Hemen söyleyeyim. Ekonomideki istihdama katkı sunuyor, bölgenin, bulunduğu ilin tanıtımına katkı sunuyor, ihracata hizmet ediyor. Mesela Türkiye'deki toplam ihracatın yüzde 20'si sadece fuarlar aracılığıyla gerçekleşiyor. Yani Türkiye'de yapılan ihracatın 35 milyar dolarlık kısmı, fuarlar sayesinde sağlanıyor. Bu çok önemli bir katkı, önemli bir anekdot değil midir? Hal böyle iken Ordu'da böylesi bir etkinliği göremeyen, görmek istemeyen veya küçük gören, hakir gören yöneticilerimizin olması da beni gerçekten çok üzüyor. Tamam bizler bu işten para da kazanıyoruz, ama öyle uzaktan görüldüğü gibi balya balya önümüze de dizmiyoruz. Çok ciddi yatırımlar yapıyoruz. İnanın, yaptığımız yatırımın da belki 10'da 1'i çok samimi söylüyorum, bize kalıyor. Ancak ben başka kazançlardan bahsediyorum.
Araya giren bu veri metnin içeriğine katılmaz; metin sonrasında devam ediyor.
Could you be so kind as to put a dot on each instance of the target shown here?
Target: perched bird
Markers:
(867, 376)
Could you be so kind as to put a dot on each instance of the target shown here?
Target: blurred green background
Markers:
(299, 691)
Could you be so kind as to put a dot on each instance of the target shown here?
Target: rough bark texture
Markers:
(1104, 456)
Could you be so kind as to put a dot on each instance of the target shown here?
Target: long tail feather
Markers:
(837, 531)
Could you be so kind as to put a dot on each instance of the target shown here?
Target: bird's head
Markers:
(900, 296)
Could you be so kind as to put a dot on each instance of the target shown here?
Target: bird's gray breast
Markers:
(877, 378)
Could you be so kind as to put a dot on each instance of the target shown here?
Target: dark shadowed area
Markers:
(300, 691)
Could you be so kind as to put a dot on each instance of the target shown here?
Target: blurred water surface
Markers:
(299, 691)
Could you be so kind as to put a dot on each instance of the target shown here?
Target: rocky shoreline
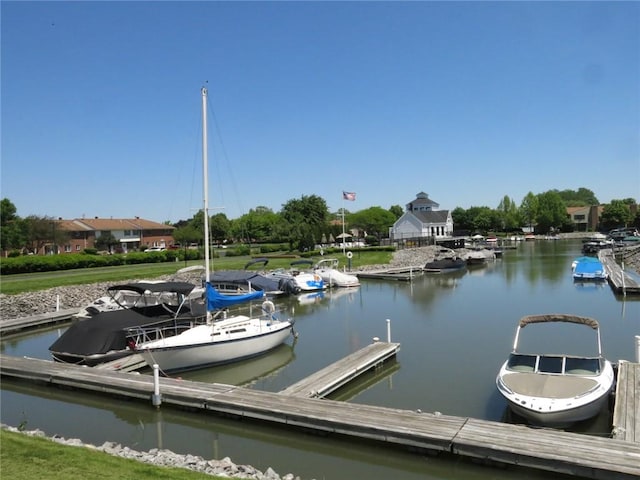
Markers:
(167, 458)
(15, 306)
(78, 296)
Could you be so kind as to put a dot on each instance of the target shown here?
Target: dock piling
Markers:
(388, 330)
(156, 399)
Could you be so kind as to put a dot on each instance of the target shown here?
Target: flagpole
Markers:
(343, 223)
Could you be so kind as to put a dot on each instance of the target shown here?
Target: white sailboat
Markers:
(220, 340)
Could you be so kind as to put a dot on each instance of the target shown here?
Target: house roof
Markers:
(421, 200)
(109, 224)
(432, 216)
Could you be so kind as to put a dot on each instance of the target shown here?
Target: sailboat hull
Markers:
(179, 354)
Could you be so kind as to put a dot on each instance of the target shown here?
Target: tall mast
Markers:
(205, 183)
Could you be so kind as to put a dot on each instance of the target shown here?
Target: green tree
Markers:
(106, 241)
(583, 197)
(220, 227)
(552, 212)
(461, 219)
(374, 220)
(529, 209)
(13, 235)
(509, 214)
(42, 231)
(187, 234)
(615, 214)
(257, 225)
(307, 218)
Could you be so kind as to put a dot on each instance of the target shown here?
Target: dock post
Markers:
(156, 399)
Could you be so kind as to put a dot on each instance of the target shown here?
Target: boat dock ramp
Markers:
(424, 433)
(626, 415)
(302, 405)
(403, 274)
(621, 281)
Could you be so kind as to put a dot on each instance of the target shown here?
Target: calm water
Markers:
(454, 330)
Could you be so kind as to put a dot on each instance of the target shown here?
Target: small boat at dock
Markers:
(556, 389)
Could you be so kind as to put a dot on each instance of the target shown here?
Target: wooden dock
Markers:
(403, 274)
(543, 449)
(620, 280)
(626, 413)
(338, 374)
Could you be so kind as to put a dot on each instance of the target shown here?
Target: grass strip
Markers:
(31, 282)
(25, 457)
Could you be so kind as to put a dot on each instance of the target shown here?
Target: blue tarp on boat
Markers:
(589, 270)
(216, 300)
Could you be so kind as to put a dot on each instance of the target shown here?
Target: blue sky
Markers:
(466, 101)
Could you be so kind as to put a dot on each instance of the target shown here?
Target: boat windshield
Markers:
(550, 364)
(582, 366)
(522, 363)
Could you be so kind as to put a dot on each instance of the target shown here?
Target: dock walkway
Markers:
(626, 413)
(544, 449)
(338, 374)
(403, 274)
(620, 280)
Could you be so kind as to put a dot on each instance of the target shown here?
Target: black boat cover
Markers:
(101, 333)
(142, 287)
(242, 277)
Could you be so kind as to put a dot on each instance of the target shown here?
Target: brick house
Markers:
(131, 233)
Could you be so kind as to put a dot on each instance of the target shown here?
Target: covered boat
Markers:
(327, 268)
(588, 268)
(556, 389)
(445, 265)
(103, 336)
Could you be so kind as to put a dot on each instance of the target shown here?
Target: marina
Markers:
(549, 450)
(621, 281)
(450, 353)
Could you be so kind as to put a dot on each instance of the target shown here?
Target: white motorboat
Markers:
(222, 338)
(588, 268)
(305, 281)
(327, 268)
(555, 390)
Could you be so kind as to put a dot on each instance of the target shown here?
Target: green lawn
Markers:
(24, 457)
(20, 283)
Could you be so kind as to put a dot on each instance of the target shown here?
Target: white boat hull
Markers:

Bizler, bu fuarların gelişmesini ne kadar çok sağlarsak, hem ekonomiye o kadar artı istihdam, hem tanıtım, hem de ihracattan aldığımız paya bir o kadar katkı sağlamış olacağız. Ancak neden bunu görmek, bilmek istemiyorlar, işte bunu bir türlü algılayamıyorum. 

Bakın az önce söyledim, 21 Haziran 2019'da Türkiye Odalar ve Borsalar Birliği ile KOSGEB Genel Müdürlüğü'nün de önemli katkılarıyla tam 3 tane bölgesel sektör ve buluşmaya hitap eden ulusal çapta önemli fuarların açılışını yapacağız. Ordu'daki sektör temsilcilerimiz, kamu kuruluşlarımız da aslında ne kadar büyük bir fırsatın ayaklarına kadar geldiğinin farkında dahi değiller. Bunu  ukalalık, burnu büyüklük yaparcasına söylemiyorum. Sonuçta bizler il, bölge ve ülke ekonomisine, aynı orantıda tanıtımına katkı sunmak için çaba harcıyoruz. Kimseyi dolandırmıyor, kimseyi kandırmıyor, kimseden çalmıyor yani hırsızlık da yapmıyoruz. 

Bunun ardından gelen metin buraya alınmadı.